The Government’s decision to change overnight without warning the rules around overseas investment into NZ is surely a sign of poll panic leading to a desperate attempt at populism.
This is not just about Auckland Airport. That deal was looking shaky anyway. It is about having consistent rules that are not changed halfway through a process. And it is also about having a degree of objectivity about over investment decisions.
Financial journalist Bernard Hickey blogs:
The government’s decision overnight to invent a new rule that allows it to block the sale of Auckland Airport is a stunning turnaround of decades of official policy. It will hurt our ability to encourage foreign investors to come here and help us pay for our current account deficit. It is also another sign that the government is on its last legs. Fearing it may not be in power for too much longer, it is showing its true colours and is embedding its naturally anti-foreign-investment instincts into law.
Suddenly the government has decided that selling the Auckland Airport is a bad idea. It has invented a rule that says it can block any sale of ”strategically important infrastructure on sensitive land” …
I believe there could be a lot of sensitive land out there that needs to be protected from foreign investors. After all, this land could be insulted or bruised in many ways. Are you confident that a minister of the crown can decide this for the nation without reference to Parliament or voters in an election? And will foreign investors give our government the benefit of the doubt whenever they’re considering buying an asset here on “sensitive land”?
There are a hundred of these types of assets on this type of land. What about our banking system? There is no more strategic asset. Should the buildings with the servers hosting all our accounts be seized back by the government? I jest just a little here, but it shows the absurdity of this decision and how it could be extrapolated by an even more insensitive and insane government. For example, what about the assets of Fletcher Building. It is held in large part by foreign investors and is responsible for a good chunk of New Zealand’s public and private infrastructure building. Sounds a good enough reason to stop foreigners from owning it.
Read Bernard’s full column. It is justifiably scathing. This is a kneejerk abandonment of a decades old policy. And it is not a reversal after public consultation, and careful policy analysis. It is poll driven panic politics. Bernard goes on:
And finally, what was the government of a debtor nation with a current account deficit of around 8% of GDP thinking? That it doesn’t matter if we discourage foreign investment? That the foreign institutional investors will understand if we change our minds about the fundamental rules of the game right at the end of a bidding war? That they won’t mind? This is a plainly dumb thing to do when we need foreign investors to keep funding our way of life and building up our infrastructure. We spend more than we earn. We need to borrow from foreigners to do that or we need to encourage foreign investment.

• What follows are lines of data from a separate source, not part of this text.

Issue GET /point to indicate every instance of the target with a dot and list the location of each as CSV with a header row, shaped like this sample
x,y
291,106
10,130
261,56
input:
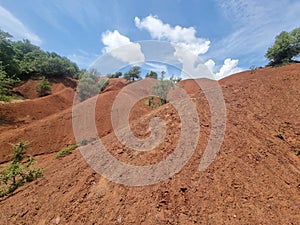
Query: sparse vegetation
x,y
114,75
151,74
66,151
133,74
19,170
90,85
83,142
280,136
162,88
6,84
285,48
44,87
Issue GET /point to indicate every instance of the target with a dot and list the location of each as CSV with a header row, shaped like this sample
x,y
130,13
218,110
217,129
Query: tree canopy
x,y
151,74
285,48
21,59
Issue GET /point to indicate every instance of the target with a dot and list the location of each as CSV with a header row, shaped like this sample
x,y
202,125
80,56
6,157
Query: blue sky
x,y
228,35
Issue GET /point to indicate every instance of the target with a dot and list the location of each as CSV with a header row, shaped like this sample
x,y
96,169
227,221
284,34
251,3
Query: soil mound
x,y
254,179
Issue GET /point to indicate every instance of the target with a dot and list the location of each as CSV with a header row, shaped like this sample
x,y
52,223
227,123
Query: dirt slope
x,y
255,178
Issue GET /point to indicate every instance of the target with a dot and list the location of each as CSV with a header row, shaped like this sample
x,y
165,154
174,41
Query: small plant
x,y
83,142
280,136
162,88
253,69
65,151
103,84
44,87
18,171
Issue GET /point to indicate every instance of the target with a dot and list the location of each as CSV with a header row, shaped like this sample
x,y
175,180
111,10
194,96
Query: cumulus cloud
x,y
182,36
10,24
229,67
210,65
120,47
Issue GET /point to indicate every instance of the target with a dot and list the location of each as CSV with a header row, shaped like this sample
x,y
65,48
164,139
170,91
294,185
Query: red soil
x,y
255,178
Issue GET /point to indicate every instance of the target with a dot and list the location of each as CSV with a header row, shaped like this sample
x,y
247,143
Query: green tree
x,y
44,87
7,53
133,74
18,171
6,84
114,75
285,48
151,74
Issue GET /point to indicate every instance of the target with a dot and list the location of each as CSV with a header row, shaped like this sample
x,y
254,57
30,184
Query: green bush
x,y
285,48
44,87
6,84
162,88
18,171
90,85
65,151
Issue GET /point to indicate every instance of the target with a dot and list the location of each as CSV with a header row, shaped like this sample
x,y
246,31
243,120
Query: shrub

What will turning off foreign investors mean for voters? It will mean higher interest rates on mortgages. When foreign investors believe we are a riskier proposition, they will increase the risk premium they demand for the money they lend us. That will increase wholesale interest rates and that will be passed on (as we’ve found in recent weeks) to us in the form of higher mortgage rates.
What on earth was the government thinking? Clearly, it was not thinking clearly at all.
The simple take from the government’s decision to tighten overseas investment rules is that the country’s ports and airports will be run more by political whim than business strategy.
In a sudden move, taken a year after the first move by overseas interests to take control of Auckland International Airport, the new rules extend the ‘importance of local control’ to the approval process.
Under the Overseas Investment Act regime, two cabinet ministers have to approve changes of ownership of ‘sensitive land.’ In other words, political imperatives are paramount to business ones.
Even if one agrees with the rule change, the way the Government has gone about it is atrocious. The Canadian Pension Fund could have saved millions of dollars if it was told a year ago, the Government will not allow the airport to be sold. They could have announced an intention a year ago to change to the rules and consult on them. Investors – both domestic and foreign – will be very wary of a Government which acts so capriciously. And as Bernard Hickey says – the price may come in higher interest rates.